The new science of human origins founded on facts such as these is light years removed from the sort of "population origins" theorized about in faculties of anthropology even 25 years ago. Every population is a mosaic of origins in which different individuals trace their origins back to different "founding mothers", and in which the descendants of these mothers can easily live at opposite ends of the Earth. Combine this with the fact, as demonstrated by writers such as Richard Dawkins that various genes in a human individual may have totally different ancestors, and the concept of "race" becomes even more like a relic from a bygone age that only politicians can argue about.
The latter half of Sykes' book is devoted to an imaginative reconstruction of the everyday lives of each of the presumed daughters of Eve. They lived in different times and places, but their lives held more than a few commonalities. Despite the different climes and technologies available the lives of these women had much more in common than they had in difference. Sykes basically follows the consensus view of most modern archaeologists in that the lives or these women were indeed short and hard (in contrast to the Arcadian dream world of some ideologists), but they had more than their share of joys. The worlds that Sykes describes have a much greater feel of reality about them than the projected wishes of said ideologists who seem to envision "primitive people" as bodiless distillations of the ideologue's hopes and dreams, wistful ghosts who drift around busying themselves with "being one with nature" and playing whatever "joyful games" the modern ideologue may approve of (but never those he might disapprove of). On the other hand this paleolithic world may have always had the potential for intergroup conflict, but the consensus is that this was a rare event compared to the fantasies of the ideologues of "man the warrior". This also holds the aura of truth rather than ideological begging the question.
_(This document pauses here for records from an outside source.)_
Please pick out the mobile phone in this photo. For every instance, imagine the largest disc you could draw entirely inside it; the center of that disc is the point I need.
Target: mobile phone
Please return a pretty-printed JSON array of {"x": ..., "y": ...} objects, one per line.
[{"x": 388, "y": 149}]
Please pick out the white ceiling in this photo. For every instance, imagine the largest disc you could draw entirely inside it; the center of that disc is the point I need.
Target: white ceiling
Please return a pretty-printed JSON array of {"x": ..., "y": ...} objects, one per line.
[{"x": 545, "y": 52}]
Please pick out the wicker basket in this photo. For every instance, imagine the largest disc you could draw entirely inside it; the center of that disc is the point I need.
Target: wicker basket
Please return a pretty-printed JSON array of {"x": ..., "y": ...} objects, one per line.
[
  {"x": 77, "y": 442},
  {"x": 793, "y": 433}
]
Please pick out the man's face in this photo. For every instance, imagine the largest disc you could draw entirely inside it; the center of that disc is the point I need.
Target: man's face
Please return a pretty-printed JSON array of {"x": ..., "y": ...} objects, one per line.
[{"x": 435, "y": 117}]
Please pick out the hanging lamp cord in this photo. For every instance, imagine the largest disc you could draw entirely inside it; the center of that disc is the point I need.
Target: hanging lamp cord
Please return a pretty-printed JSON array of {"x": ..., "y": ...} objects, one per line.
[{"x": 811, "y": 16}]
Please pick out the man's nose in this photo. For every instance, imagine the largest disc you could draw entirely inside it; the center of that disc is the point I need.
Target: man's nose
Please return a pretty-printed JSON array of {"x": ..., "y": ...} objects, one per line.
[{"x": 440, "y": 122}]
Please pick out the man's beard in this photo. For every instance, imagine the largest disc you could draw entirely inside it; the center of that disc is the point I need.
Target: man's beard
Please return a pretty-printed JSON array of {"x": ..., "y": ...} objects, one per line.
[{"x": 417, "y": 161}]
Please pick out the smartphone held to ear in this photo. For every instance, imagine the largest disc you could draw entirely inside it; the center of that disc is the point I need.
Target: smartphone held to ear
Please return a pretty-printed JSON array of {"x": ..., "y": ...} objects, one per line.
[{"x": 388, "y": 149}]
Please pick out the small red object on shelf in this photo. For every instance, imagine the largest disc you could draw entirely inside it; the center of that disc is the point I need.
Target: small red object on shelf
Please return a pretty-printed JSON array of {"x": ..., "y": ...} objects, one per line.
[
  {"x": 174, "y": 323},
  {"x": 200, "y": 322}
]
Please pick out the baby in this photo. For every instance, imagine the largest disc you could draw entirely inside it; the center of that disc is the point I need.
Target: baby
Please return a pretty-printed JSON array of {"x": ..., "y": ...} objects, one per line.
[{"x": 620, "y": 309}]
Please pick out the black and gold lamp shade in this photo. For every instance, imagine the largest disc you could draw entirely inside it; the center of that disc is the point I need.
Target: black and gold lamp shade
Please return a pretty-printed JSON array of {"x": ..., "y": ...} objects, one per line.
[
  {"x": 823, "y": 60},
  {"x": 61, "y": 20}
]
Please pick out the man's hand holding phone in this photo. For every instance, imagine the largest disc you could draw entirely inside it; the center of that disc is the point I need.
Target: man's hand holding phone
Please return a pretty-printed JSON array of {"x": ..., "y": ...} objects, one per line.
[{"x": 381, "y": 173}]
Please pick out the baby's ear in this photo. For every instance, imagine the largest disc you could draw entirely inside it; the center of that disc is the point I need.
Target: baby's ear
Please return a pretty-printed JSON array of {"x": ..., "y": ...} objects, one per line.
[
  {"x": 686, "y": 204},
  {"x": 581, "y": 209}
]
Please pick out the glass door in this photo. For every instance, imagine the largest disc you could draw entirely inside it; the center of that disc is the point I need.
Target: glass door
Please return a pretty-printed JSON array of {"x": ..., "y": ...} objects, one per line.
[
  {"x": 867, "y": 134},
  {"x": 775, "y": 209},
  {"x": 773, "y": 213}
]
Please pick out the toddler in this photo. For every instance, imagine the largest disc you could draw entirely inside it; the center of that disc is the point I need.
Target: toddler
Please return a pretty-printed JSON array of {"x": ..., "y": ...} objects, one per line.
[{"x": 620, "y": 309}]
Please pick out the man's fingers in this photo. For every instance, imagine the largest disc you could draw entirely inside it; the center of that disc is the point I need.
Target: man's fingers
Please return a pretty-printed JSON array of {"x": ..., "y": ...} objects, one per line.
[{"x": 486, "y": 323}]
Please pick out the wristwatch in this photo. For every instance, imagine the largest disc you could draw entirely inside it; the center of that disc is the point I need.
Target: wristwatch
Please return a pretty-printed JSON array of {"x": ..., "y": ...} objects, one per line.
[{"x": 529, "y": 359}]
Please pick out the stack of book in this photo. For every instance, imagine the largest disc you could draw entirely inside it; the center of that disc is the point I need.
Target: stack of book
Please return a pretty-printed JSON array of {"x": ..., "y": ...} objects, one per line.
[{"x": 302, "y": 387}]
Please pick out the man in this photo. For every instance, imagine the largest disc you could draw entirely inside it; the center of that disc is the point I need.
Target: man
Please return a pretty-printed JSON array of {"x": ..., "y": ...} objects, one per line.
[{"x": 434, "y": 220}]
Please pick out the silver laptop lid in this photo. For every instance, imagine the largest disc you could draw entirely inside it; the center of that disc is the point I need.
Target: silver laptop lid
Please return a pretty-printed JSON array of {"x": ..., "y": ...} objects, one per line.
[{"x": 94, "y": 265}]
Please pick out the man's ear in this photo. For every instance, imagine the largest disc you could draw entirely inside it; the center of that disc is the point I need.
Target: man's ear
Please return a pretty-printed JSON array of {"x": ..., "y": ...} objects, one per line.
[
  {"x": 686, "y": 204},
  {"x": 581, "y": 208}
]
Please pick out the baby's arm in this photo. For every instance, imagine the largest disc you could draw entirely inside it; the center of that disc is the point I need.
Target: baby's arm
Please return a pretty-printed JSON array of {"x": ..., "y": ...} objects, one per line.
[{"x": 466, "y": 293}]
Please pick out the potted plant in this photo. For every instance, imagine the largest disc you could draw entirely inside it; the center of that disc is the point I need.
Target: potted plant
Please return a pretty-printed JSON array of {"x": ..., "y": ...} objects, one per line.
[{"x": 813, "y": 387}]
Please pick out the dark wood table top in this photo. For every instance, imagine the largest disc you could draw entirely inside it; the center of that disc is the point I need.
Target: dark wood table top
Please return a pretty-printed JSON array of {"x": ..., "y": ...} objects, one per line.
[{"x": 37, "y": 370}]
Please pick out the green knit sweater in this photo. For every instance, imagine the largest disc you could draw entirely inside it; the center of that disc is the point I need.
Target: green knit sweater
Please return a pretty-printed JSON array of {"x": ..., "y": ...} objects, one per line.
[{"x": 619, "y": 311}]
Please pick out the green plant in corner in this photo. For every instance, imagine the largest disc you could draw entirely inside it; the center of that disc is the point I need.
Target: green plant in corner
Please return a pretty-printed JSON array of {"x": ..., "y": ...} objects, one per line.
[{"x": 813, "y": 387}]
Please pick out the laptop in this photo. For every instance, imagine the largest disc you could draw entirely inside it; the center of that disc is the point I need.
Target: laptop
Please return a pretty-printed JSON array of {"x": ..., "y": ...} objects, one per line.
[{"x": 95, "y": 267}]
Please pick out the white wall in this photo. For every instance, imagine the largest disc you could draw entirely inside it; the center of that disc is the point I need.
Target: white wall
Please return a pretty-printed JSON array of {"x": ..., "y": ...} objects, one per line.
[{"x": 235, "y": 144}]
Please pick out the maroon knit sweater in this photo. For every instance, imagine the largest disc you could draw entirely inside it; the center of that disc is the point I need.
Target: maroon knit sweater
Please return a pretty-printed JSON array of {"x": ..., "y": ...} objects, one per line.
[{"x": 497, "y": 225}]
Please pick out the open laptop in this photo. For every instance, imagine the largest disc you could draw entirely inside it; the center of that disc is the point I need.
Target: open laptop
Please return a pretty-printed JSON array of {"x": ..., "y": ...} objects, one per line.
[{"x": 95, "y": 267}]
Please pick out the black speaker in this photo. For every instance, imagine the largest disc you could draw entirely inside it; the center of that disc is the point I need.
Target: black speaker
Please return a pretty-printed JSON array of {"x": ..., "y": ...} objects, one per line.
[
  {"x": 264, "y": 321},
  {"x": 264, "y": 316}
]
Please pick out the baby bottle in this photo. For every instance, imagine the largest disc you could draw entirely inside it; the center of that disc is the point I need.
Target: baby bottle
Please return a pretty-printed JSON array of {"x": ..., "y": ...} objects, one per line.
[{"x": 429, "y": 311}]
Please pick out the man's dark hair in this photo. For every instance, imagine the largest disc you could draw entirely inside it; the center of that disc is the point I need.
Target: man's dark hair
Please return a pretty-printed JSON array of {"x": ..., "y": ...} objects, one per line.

The second half of Sykes' book is admittedly not a work of science, but it is at least a journeyman's work of historical fiction.
MOLLY NOTES:
1)'The Seven Daughters of Eve' by Bryan Sykes, W. W. Norton and company Ltd., New York, London (2001). ISBN 0-393-02018-5
2)See the following references on mitochondria and their DNA
i)Mitochondria
ii)Mitochondrial DNA
iii)The Mitochondrial Genome
3) The actual homeland of Mitochondrial Eve is in dispute. The majority opt for the area of Ethiopia, Kenya and Tanzania. A minority feel that an Asian origin is more likely. What is hardly in dispute, however, is that this woman lived at a time of a "population bottleneck" when the number of proto-moderns was extremely low. Hence the fact that all of us today descend from her in a line traced through our mothers. It should also be noted that this woman was not the "single ancestor" that the term Eve suggests. It is pretty well certain that other women living at that time left descendants, but she is the only one whom we can trace back in an unbroken line of mothers. Many others left their genes to their sons to pass on. their nuclear DNA lived on, but their mitochondrial line was broken.
4)Clades are groups of organisms that are traced through common descent and not just through anatomical similarities.